Stripping back the album’s accessible layer of pop music, the listener is exposed to heart-wrenching lyrics, nostalgic reminiscence and multitudinal stories. Although the occasional voyeur might feel like they’re peeping into Elín’s personal life, the album’s ingenuity lies in its ability to instead serve as a mirror to the listeners’ own lives and emotions.
On the verge of screaming
Coloured by the isolation clouding society during covid, Elín says her writing is, “generally personal, not realistically personal.” She continues, half-jokingly, “I don’t think I’m opening my underwear drawer. But I use my own life as a building block.”
“I was examining the boundaries between nightmares and fantasies, trauma and nostalgia, and the edges of these phenomena. And the edge of breaking,” Elín says, referencing the recording process of “Júpíter” as an example.
“That’s a song that started out as a simple guitar song. Reynir [Snær Magnússon, Elín’s collaborator on the album] and I were never happy with the arrangement. The more we worked on it, the more rock-influenced it became,” Elín starts.
“Halfway into the song, it ended up with a change, so it got transformed into a rock song where I start screaming. That’s very descriptive of the whole album. I’m always dancing on the line of screaming, to demand that people listen to me. Or demanding to be taken seriously, both as a musician but also in my personal life,” she concludes.

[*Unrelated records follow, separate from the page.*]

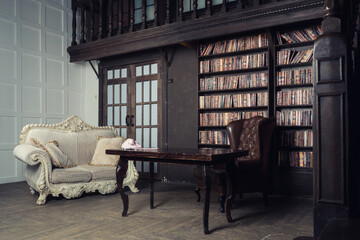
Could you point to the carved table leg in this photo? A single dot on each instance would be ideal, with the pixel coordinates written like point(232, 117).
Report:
point(232, 188)
point(151, 181)
point(207, 185)
point(121, 170)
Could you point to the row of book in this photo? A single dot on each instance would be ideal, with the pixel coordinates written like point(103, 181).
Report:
point(233, 63)
point(295, 76)
point(213, 137)
point(297, 138)
point(288, 56)
point(224, 118)
point(297, 36)
point(294, 117)
point(295, 159)
point(295, 97)
point(233, 45)
point(234, 100)
point(234, 82)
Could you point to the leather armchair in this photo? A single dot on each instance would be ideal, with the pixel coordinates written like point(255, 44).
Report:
point(253, 171)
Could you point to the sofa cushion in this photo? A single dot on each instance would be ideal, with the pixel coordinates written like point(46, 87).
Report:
point(58, 158)
point(70, 175)
point(100, 173)
point(100, 158)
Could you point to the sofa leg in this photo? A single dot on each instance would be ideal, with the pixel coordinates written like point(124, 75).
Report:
point(197, 191)
point(222, 200)
point(42, 199)
point(32, 191)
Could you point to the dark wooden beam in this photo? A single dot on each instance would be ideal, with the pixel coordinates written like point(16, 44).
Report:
point(206, 27)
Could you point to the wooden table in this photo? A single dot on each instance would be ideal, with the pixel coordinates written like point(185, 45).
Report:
point(204, 157)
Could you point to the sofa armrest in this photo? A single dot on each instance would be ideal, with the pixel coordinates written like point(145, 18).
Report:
point(31, 155)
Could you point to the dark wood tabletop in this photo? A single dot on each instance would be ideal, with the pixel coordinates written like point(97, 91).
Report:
point(203, 156)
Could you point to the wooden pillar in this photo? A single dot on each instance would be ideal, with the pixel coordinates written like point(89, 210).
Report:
point(82, 38)
point(208, 8)
point(155, 13)
point(180, 11)
point(131, 27)
point(74, 8)
point(167, 19)
point(331, 136)
point(110, 14)
point(100, 19)
point(91, 20)
point(120, 10)
point(143, 5)
point(194, 14)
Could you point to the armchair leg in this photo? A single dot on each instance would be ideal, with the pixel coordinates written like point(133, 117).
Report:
point(197, 192)
point(222, 200)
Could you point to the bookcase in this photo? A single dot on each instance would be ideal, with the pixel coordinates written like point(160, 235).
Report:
point(233, 84)
point(265, 73)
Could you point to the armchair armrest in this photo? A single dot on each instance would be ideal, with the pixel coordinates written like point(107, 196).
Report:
point(31, 155)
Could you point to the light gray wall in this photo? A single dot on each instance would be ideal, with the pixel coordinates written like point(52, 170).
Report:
point(37, 82)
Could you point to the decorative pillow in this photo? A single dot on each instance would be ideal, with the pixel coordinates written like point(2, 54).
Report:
point(58, 158)
point(100, 158)
point(130, 144)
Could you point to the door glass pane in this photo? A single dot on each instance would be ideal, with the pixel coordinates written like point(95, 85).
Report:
point(123, 115)
point(110, 74)
point(110, 87)
point(153, 137)
point(154, 68)
point(138, 136)
point(138, 166)
point(117, 73)
point(124, 72)
point(138, 71)
point(123, 93)
point(150, 13)
point(146, 167)
point(154, 90)
point(123, 132)
point(146, 114)
point(138, 92)
point(116, 115)
point(116, 94)
point(153, 114)
point(109, 113)
point(146, 137)
point(146, 69)
point(138, 115)
point(146, 91)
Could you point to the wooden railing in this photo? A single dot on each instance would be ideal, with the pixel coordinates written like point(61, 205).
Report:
point(99, 19)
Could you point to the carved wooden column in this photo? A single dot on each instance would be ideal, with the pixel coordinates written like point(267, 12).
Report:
point(82, 38)
point(110, 14)
point(73, 8)
point(194, 14)
point(208, 8)
point(167, 19)
point(131, 27)
point(180, 11)
point(100, 19)
point(120, 10)
point(331, 136)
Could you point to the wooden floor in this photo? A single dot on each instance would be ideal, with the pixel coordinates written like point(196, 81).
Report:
point(177, 215)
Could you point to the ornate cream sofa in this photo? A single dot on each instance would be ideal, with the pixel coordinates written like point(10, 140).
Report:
point(78, 140)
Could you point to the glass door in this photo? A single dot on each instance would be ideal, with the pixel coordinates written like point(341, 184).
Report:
point(132, 97)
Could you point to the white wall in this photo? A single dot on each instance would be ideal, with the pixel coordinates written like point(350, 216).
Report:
point(37, 82)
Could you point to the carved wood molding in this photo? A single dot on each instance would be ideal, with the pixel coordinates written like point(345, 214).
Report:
point(206, 27)
point(72, 124)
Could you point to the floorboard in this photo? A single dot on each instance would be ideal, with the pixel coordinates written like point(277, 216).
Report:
point(177, 215)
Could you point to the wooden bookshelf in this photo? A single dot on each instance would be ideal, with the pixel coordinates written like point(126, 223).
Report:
point(233, 84)
point(293, 106)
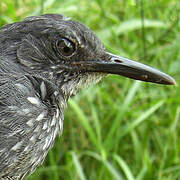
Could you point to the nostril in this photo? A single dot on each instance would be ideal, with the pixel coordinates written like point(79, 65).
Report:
point(117, 60)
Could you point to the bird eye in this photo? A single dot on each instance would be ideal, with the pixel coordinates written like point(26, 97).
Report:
point(65, 47)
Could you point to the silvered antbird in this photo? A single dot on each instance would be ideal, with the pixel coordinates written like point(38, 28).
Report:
point(43, 61)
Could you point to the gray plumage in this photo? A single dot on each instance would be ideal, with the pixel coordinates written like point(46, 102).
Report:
point(32, 98)
point(42, 64)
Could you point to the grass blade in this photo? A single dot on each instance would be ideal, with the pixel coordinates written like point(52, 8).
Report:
point(124, 167)
point(78, 166)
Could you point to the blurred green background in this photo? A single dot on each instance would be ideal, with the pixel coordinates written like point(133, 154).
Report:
point(120, 128)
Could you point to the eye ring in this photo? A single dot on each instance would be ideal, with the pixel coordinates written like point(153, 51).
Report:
point(65, 47)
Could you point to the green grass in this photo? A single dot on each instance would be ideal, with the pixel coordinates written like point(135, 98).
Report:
point(118, 129)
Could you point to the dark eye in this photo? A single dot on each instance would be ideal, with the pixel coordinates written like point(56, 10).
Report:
point(65, 47)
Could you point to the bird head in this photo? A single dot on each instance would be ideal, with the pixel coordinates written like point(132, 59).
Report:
point(69, 54)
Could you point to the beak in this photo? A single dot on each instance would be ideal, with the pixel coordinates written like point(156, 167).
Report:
point(126, 67)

In a very Fleetwood Mac-esque moment, Elín and her longtime partner and album collaborator Reynir broke up as work got underway. “When we’re starting work on the album, we break up. We’d been together for five years as a couple. That also put its dent in things, because we decided to continue working together on the record. And I think that we’d hit a sort of spiral,” Elín confides.
Ultimately unhappy with the outcome, Elín turned to producer Árni Árnason. “Árni shows up, and I don’t know what he’s doing in that computer of his. But all of sudden,” Elín snaps her fingers, “it started to sound right. Everything became easy.”

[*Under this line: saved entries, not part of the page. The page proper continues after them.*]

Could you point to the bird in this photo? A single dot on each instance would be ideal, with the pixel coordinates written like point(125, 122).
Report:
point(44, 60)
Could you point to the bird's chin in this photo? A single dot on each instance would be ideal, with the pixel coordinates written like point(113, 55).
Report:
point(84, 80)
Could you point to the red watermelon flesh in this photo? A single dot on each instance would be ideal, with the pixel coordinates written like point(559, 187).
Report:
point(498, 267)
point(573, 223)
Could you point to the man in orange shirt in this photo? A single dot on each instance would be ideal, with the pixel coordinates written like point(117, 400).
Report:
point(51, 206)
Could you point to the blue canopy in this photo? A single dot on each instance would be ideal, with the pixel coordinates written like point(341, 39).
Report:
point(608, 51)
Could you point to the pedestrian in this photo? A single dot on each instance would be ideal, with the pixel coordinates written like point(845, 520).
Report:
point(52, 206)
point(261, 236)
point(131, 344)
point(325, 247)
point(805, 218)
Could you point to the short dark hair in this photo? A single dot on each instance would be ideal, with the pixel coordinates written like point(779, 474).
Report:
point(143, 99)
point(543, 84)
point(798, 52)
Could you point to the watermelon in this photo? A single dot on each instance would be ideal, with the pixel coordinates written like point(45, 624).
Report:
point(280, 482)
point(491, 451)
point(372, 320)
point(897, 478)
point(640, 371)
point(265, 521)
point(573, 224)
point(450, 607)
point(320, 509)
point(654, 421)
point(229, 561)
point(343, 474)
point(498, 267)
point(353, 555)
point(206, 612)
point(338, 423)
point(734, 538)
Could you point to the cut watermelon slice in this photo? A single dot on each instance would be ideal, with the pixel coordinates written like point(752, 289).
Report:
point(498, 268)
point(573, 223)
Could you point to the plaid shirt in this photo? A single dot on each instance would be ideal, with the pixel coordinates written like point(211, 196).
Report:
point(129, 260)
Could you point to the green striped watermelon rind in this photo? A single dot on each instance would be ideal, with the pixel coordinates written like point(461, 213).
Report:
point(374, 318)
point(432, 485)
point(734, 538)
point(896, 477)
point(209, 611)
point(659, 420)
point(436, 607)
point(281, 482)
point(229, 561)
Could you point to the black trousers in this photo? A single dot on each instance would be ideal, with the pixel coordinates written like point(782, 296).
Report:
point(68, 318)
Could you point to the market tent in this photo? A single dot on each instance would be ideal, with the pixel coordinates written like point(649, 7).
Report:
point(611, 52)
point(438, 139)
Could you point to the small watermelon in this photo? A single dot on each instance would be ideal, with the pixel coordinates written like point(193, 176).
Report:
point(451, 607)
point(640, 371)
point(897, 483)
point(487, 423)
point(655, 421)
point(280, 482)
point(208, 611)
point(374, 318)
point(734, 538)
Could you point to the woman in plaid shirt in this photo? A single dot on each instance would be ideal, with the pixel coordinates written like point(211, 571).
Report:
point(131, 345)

Swapping between characters
Alongside her musical career, which is now firmly cemented with the release of heyrist í mér, Elín has developed a flourishing acting career that includes starring roles in two feature-length films. One of those, the 2023 release Kuldi, features Elín’s track “rauðir draumar,” which was written from the perspective of one of the characters. Considering the opportunities for overlap, does Elín’s acting career influence her music?
“[For one] it allows me to step into the role of Elín Hall, the musician. My name isn’t Elín Hall. It’s an artist name I took up when I was abroad, because Halldórsdóttir was a bit too long,” she explains.
“Acting can help me step into a character to follow through with my art. I need to have clear boundaries. And acting gives me the confidence to step in and out of something. I’m in character right now while I’m doing this interview.”
Although acting was never on Elín’s bingo card in life, she doesn’t regret the path she’s currently taking. As rehearsals for Jagged Little Pill are underway, Elín plans to finally host an album release show for heyrist í mér in March before releasing new music further into 2024.